A bright yellow-green spider, about the size of a nickel, now gingerly making its way across my arm. Which makes it sound nice and calm, and to anyone without an utterly irrational, blood-curdling toe-dancing girl-screaming fear of bugs, this would merely be yet another charming indication of the fall season's arrival. "Why hello there, little fellow," someone might say, in a suitably kind Burle-Ivesian baritone, "I'm afraid you won't find any bugs in here."
Which is, sadly, not what was going through my head at the time. No sir, instead of a kind grandfatherly voice chuckling at the coincidences of nature, I had Robin Williams on crack in my head screaming "holyshitHolyShitHOLYSHITspiderSpiderSPIDERarmArmARMtouchdon'ttouchtouchdon'ttouchgetItOffGETITOFF!!!!"
So I had a choice. I could hop out of my moving car and dance around screaming like a girl while said car rammed into something, crushing irreplaceable and to-date collision free body panels, or, I could suck it up and drive to the book store and fix it there. It was actually a pretty easy decision. My autonomic nervous system may have been thrumming like a guitar string twisted three turns too tight, but I was hanging on and sucking it up as I stopped in front of the first traffic light between me and my destination.
Which had, unnoticed in the midst of my spider-induced fuge, just now turned red. A nice, safe, long red.
So, sitting there for this side to turn left, then that side to turn left, then this side to go, then that side to go, then oncoming to turn left, then my direction to turn left, I waited. As I waited, of course, my new chartreuse friend crawled out of site underneath my seat belt. I'm proud to say I did not drop the clutch and burn through the intersection, but I did transit the thing very quickly.
God then smiled on my bug-o-phobic butt and the next three traffic lights were all green. I was therefore able to make my way to my destination at best possible (legal!) speed. After all, the last thing I needed was a cop to see me hopping up and down and swatting myself like an electrified marionette ("Subject exited car in rapid and erratic fashion screaming incoherently. Officers in charge quickly subdued subject with tasers and pepper spray.")
So after what was probably a three minute (hour, year, epoch) drive, I came to a rapid but controlled stop in the book store parking lot. It was only then that I turned the screaming chimp loose and hopped around the car swatting erratically at nothing anyone could actually see. In the unlikely event she's reading this, I'd like to now apologize to the woman with the green stroller who I believe I alarmed rather severely, because you see dear there was a frikken spider on me somewhere!!!

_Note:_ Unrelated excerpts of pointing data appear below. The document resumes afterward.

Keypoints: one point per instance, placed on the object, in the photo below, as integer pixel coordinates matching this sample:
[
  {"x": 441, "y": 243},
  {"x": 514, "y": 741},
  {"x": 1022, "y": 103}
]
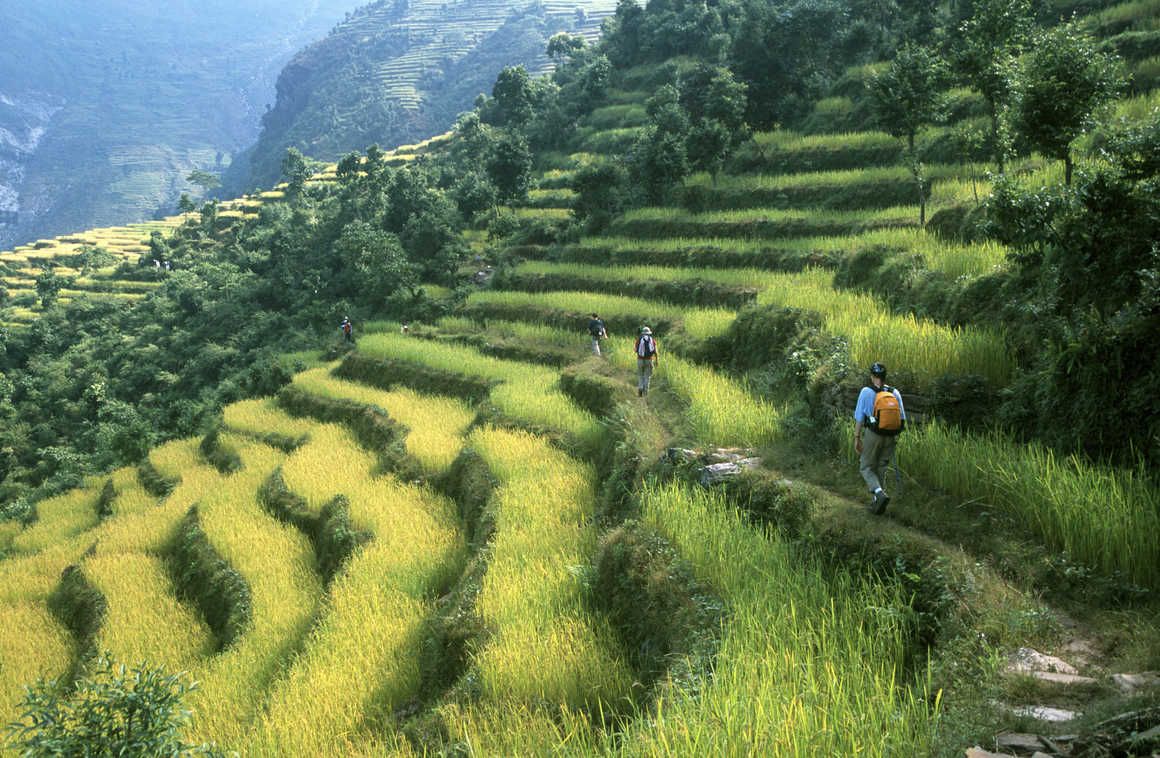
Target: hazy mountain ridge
[
  {"x": 397, "y": 72},
  {"x": 142, "y": 95}
]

But, it turned out, there actually wasn't. Nothing shook out, nothing fell off, most importantly nothing sank its fangs into me. Apparently, while I was concentrating on not freaking out and not driving into the scenery, my multi-legged friend had crawled away into the dark recesses of my car, where it probably wanted to be in the first place. That didn't stop me from the occasional precautionary swat as I drove home, but to date "my little friend" has remained quite hidden.
Which is just as well. I mean, it would've been pretty sad to leave such a nice car in the parking lot and walk home, ya know?